High-Throughput Phenotypic Screening for Characterizing WHO-Listed Fungal Pathogens and Monitoring Phenotypic Drift in Bacteria

Understanding the phenotypic profile of a given microbe is key to contextualizing the results of any study. There are numerous methods used for characterizing microbes, from genomic to proteomic to phenotypic. While genomic and proteomic techniques can yield global results, it is often difficult to isolate an explicit connection between genotype and phenotype. In contrast, most phenotypic characterization methods assay discrete traits and allow specific annotation of those traits to specific assay conditions. Here, we generated baseline phenotypic profiles for eleven fungal pathogens recognized by the WHO to be of special concern in the global health community: Aspergillus fumigatus, Talaromyces marneffei, Scedosporium prolificans, Candida spp. (albicans, auris, glabrata, parapsilosis, tropicalis, and krusei), and Cryptococcus spp. (neoformans and gattii). Each fungal strain was grown under nearly 2,000 different conditions using Biolog’s Phenotype MicroArray (PM) plates that assay for carbon, nitrogen, sulfur, and phosphate utilization; pH and osmotic stress resistance; and drug tolerance. The fungi were simultaneously grown in a set of 96-well plates where each well contained a unique substrate or condition. During incubation, cell density was kinetically measured by the Odin instrument to generate a growth curve for each well.
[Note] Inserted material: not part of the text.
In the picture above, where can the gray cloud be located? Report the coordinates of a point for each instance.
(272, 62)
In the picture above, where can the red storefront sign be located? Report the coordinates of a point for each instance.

Using this method, we were able to detect a variety of phenotypes—both unique and shared among the pathogens—that can be used to better understand their metabolism. While baseline characterization is important, it is equally critical to monitor strains to ensure consistent phenotypic output. To investigate the occurrence of phenotypic drift in laboratory and production strains, we generated the same PM profile for bacteria: Escherichia coli, Streptococcus thermophilus, and Lactobacillus casei. Each strain was passaged every 24 hours for 60+ days, and every 20th generation was profiled using the PM plate method. Through this methodology, we were able to simulate years of passaging strains while monitoring for and detecting phenotypic drift. Once drift was detected, the specific generation was then isolated and sequenced to identify potential causative mutations. Overall, this study showed that high-throughput phenotypic screening can be a useful tool for both characterizing strains of interest and monitoring lab and production strains for phenotypic stability.